El Ministerio de Cultura sigue (en la mejor de las hipótesis) anclado en el Jurásico intelectual, social y, peor aún, cultural, y vuelve a la carga con otra de esas campañitas falaces y tendenciosas que buscan meternos a todos el miedo en el cuerpo y hacernos sentir culpables por el ejercicio de un derecho fundamental como es el del libre acceso a la cultura o, en su defecto, el de un sistema de acceso justo, equitativo para creadores y consumidores, limpio y transparente. El nuevo lema es todo un ejercicio de demagogia: ‘Contra la piratería, defiende tu cultura’. ¿Mi cultura o los dividendos de un sector que se niega a evolucionar y adaptarse a las nuevas tecnologías y modelos de mercado?

Les dejo algunas perlas:

“El mensaje de estas medidas rechaza la permisividad de este tipo de infracciones [las descargas] y profundiza en la necesidad de protección del trabajo y la inversión cultural, no sólo por tratarse de un justo derecho de creadores y productores, sino también como defensa de la riqueza social y económica que genera la cultura a todos los ciudadanos”.


No, señora ministra, la cultura genera, sobre todo, riqueza intelectual y, como derivado, también social. Pero esa riqueza económica de la que nos habla sólo se genera en beneficio de unos pocos, que son, precisamente los que a su vez explotan hasta la humillación a los auténticos artífices de todo este tinglado: autores, intérpretes y consumidores.

“En la campaña aparecen reflejados todos los sectores de la creación: cine, música, creación visual, libro y software, y se insiste en el uso responsable de Internet y el carácter ilícito de las descargas no consentidas”.

Tendrá usted que explicarle este extremo a su fiscal general, salvo que no crea usted necesario tomar en cuenta a la Justicia. Descargarse música a través de Internet no es delito mientras no exista ánimo de lucro, aunque puede consituir un ilícito civil, siempre y cuando así lo dictamine un juez. Por tanto esa afirmación resulta cuanto menos gratuita y exagerada, y desde luego muy peligrosa viniendo como viene de una institución del Estado como es su Ministerio. La gravedad que se pretende infundir con esa sentencia no se corresponde con el carácter que le otorga la Justicia española.

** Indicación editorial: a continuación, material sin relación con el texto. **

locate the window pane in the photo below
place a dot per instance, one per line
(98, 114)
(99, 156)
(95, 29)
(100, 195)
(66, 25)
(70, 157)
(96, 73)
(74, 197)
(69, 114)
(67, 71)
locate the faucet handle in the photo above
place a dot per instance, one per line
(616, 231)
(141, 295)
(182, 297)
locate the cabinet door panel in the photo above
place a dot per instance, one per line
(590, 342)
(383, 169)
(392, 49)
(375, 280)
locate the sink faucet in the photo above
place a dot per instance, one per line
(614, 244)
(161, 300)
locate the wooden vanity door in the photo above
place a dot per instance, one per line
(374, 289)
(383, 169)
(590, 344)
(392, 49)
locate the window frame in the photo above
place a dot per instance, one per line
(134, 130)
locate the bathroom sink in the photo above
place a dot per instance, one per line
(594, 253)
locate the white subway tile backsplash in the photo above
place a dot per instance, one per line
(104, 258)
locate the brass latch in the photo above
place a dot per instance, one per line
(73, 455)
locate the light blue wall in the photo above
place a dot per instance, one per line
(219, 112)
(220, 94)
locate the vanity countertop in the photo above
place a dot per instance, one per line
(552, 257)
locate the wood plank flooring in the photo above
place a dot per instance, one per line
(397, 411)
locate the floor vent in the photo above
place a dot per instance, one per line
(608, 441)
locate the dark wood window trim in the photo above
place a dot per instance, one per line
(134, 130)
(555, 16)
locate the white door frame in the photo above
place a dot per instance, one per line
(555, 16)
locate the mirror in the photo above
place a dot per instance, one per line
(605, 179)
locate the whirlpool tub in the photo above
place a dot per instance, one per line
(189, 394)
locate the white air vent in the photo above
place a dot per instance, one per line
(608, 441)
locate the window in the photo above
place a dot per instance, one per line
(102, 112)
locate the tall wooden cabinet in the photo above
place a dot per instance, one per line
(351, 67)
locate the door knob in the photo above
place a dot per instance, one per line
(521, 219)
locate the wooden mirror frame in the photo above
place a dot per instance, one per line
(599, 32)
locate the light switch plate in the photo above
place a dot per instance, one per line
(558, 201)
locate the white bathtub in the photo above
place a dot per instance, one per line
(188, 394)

“Se transmitirá por medio de anuncios en televisión, en salas de cine y DVD, con cuñas de radio, inserciones en revistas especializadas, banners en internet y acciones especiales como la guionización de series de éxito o la presentación de programas de entretenimiento con menciones específicas al tema. También se divulgará a través de patrocinios, propuestas para el día de la propiedad intelectual y actuaciones concretas en bibliotecas y universidades”.

Vamos, que se va usted a gastar buena parte del dinero que aportamos todos los ciudadanos en defender los intereses de unos pocos y en tratar, una vez más, al conjunto de la ciudadanía como presuntos, o casi sin presuntos, delincuentes. Espectacular.

Y poco más que añadir: cuando un Gobierno se ve superado incluso por aquellos a los que dice defender, creo que va siendo hora de irse replanteando ciertas estrategias o directamente de ir pensando en la dimisión.

Contra la piratería, defiéndanos usted de la industria y sus excesos. En otras palabras, defiéndanos usted de la piratería industrial y déjese ya de majaderías.